# Hyperparameter Optimization

## Preliminary Steps

### Importing the Preprocessing Pipeline

The preprocessing pipeline developed in previous notebooks is imported from the shared module [`utils/housing_preprocessing.py`](utils/housing_preprocessing.py). We use a low default value for `n_clusters` since we will be tuning this hyperparameter.

In [None]:
import numpy as np
import pandas as pd
from sklearn.pipeline import Pipeline
from sklearn.ensemble import RandomForestRegressor

from utils.housing_preprocessing import get_preprocessing_pipeline

preprocessing = get_preprocessing_pipeline(n_clusters=10)  # Low default, will be tuned

In [None]:
full_pipeline = Pipeline([
    ("preprocessing", preprocessing),
    ("random_forest", RandomForestRegressor(random_state=42, n_jobs=1)),
])

### Data Loading

The data loading with stratified train/test split is imported from [`utils/load_california.py`](utils/load_california.py).

In [None]:
from utils.load_california import load_housing_data

X_train, X_test, y_train, y_test = load_housing_data()

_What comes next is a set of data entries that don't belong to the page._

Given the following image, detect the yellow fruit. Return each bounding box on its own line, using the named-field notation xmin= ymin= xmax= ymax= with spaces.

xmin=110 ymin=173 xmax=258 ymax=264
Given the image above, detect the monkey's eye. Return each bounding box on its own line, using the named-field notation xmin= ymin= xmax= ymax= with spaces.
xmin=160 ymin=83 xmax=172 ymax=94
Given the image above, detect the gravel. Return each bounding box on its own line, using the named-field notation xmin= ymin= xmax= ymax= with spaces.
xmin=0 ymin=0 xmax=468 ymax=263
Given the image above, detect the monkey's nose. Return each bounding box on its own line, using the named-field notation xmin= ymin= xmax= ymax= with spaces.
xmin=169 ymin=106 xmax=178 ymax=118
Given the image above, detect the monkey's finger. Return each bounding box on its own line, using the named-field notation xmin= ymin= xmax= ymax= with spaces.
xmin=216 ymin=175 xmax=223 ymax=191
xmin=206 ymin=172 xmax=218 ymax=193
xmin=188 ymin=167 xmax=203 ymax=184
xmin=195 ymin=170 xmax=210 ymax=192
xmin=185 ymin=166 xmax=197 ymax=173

## Relevant Hyperparameters

For the preprocessing pipeline:

| Hyperparameter      | Description                                                 |
|---------------------|-------------------------------------------------------------|
| `n_clusters`        | Number of clusters corresponding to geographic zones.   |
| `gamma`             | Rate of decay for similarity with the centroid.        |
| `strategy`          | Imputation strategy for missing values (default is mean).        |

For RandomForestRegressor:

| Hyperparameter      | Description |
|---------------------|-------------|
| `n_estimators`     | Number of trees in the forest. More trees can improve accuracy but increase computation time. |
| `max_depth`        | Maximum depth of each tree. A low value may lead to *underfitting*, while a high value may lead to *overfitting*. |
| `max_features`     | Number of *features* considered at each split. Can be an integer, a percentage, `"sqrt"` or `"log2"`. Fewer *features* can reduce variance (and thus *overfitting*). |
| `min_samples_split` | Minimum number of samples required to split a node. Higher values reduce *overfitting*. |
| `min_samples_leaf`  | Minimum number of samples in a leaf. Higher values smooth the prediction. |
| `max_samples`      | Percentage of samples used in each tree. Useful for reducing *overfitting*. |

## Hyperparameter Tuning

### 1st Iteration

Let's start with a preliminary randomized search using a broad range of values.

In [None]:
%%time

from sklearn.model_selection import RandomizedSearchCV
from sklearn.ensemble import RandomForestRegressor
from scipy.stats import randint, uniform

param_dist = {
    'preprocessing__geo__n_clusters': randint(low=3, high=200),
    'random_forest__n_estimators': randint(100, 500),  # Any integer between 100 and 499
    'random_forest__max_depth': randint(10, 110),      # Any integer between 10 and 109
    'random_forest__min_samples_split': randint(2, 20),
    'random_forest__min_samples_leaf': randint(1, 20),
    'random_forest__max_features': ['sqrt', 'log2', None]
}

rnd_search = RandomizedSearchCV(
    estimator = full_pipeline, 
    param_distributions=param_dist, 
    n_iter=40, 
    cv=5,
    scoring='neg_root_mean_squared_error',
    random_state=42,
    n_jobs=-1   # Use all CPU cores in parallel
    )

_ = rnd_search.fit(X_train, y_train)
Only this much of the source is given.